Cost-Aware SLOs for Kubernetes

Pair latency and availability targets with spend guardrails so reliability does not blow up your cloud bill.

D
Daniel Paz
1 min read

SLOs keep services healthy. They should also keep spend healthy. Add cost signals to your reliability targets so scaling decisions stay inside budget.

Define dual SLOs

  • Reliability: e.g., 99.9% availability, p95 < 250ms.
  • Cost: e.g., waste < 20% (requests vs usage), unit cost <$0.30 per 1k requests, burn rate ≤ 1.2x budget.
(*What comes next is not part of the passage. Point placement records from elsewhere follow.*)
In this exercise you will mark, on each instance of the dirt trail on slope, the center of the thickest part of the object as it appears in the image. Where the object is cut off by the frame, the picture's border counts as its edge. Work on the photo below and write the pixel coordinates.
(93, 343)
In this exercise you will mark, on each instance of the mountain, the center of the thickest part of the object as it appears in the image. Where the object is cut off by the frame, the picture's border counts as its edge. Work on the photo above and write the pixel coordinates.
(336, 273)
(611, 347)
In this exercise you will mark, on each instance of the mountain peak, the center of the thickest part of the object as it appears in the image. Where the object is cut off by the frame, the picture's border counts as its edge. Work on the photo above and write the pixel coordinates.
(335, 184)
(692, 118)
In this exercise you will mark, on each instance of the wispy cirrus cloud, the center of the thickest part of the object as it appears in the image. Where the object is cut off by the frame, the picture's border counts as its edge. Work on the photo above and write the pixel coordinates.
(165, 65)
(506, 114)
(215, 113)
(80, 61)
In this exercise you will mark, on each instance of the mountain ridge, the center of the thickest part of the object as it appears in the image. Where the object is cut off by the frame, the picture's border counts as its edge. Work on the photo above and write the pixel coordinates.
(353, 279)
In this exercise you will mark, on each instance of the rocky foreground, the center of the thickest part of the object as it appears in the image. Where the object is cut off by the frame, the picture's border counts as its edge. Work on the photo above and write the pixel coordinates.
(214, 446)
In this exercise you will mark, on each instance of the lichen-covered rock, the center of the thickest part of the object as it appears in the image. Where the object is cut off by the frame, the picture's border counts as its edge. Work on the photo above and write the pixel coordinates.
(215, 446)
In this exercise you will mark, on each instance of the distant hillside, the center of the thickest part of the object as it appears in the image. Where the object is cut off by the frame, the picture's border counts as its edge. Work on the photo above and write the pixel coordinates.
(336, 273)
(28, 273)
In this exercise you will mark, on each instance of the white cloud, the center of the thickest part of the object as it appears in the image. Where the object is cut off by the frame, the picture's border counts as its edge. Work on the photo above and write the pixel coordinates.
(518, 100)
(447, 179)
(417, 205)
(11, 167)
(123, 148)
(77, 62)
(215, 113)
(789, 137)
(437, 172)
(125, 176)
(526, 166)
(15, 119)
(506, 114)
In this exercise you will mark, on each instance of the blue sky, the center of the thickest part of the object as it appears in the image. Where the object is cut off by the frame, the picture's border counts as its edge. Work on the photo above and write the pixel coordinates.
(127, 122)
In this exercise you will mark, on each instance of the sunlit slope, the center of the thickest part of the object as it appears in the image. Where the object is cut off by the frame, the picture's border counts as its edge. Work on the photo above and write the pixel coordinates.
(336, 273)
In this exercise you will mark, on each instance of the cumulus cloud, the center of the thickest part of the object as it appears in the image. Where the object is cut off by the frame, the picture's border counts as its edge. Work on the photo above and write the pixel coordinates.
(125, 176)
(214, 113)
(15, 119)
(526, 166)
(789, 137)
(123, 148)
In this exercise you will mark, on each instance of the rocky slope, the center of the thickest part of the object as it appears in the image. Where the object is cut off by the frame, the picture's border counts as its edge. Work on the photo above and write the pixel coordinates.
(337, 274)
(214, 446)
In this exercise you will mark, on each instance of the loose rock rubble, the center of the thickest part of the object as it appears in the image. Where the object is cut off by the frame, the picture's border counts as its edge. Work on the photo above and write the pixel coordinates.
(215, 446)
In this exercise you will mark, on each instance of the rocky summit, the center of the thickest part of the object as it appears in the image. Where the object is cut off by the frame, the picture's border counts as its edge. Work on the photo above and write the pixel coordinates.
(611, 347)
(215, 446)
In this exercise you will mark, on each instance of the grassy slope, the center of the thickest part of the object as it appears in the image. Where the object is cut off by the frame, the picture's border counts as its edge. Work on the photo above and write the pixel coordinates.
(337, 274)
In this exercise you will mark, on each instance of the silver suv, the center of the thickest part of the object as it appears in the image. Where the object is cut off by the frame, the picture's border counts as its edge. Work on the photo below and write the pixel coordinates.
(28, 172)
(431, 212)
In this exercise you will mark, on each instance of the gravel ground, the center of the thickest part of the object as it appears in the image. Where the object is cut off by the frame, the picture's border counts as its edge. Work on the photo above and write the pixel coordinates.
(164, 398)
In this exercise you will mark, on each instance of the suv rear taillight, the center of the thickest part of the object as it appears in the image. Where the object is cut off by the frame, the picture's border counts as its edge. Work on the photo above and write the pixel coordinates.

Treat cost SLOs as first-class; they get dashboards, alerts, and postmortems.

Instrument the signals

  • Emit cost.waste.cpu and cost.waste.memory gauges per service.
  • Track cost.unit (dollars per 1k requests or per tenant) alongside latency.
  • Annotate deployments with estimated cost deltas and surface them in Grafana.

Tie autoscaling to SLOs

  • Scale-out: allow only when both reliability and cost SLOs stay green after the change.
  • Scale-in: aggressively rightsize when latency SLOs are green but cost SLOs are red.
  • Freeze: if cost SLOs breach, cap HPA max and open a ticket automatically.

Review cadence

  • Weekly: services breaching cost SLOs without reliability pressure.
  • Monthly: align budgets with product growth; adjust cost SLOs accordingly.
  • Post-incident: include “cost regression?” in every RCA.

Rollout tips

  • Pilot with one high-traffic service; add alerts and comments on its PRs.
  • Publish acceptance criteria: we will not merge changes that push cost SLOs red.
  • Celebrate “cost SLO saves” just like latency saves—normalize the behavior.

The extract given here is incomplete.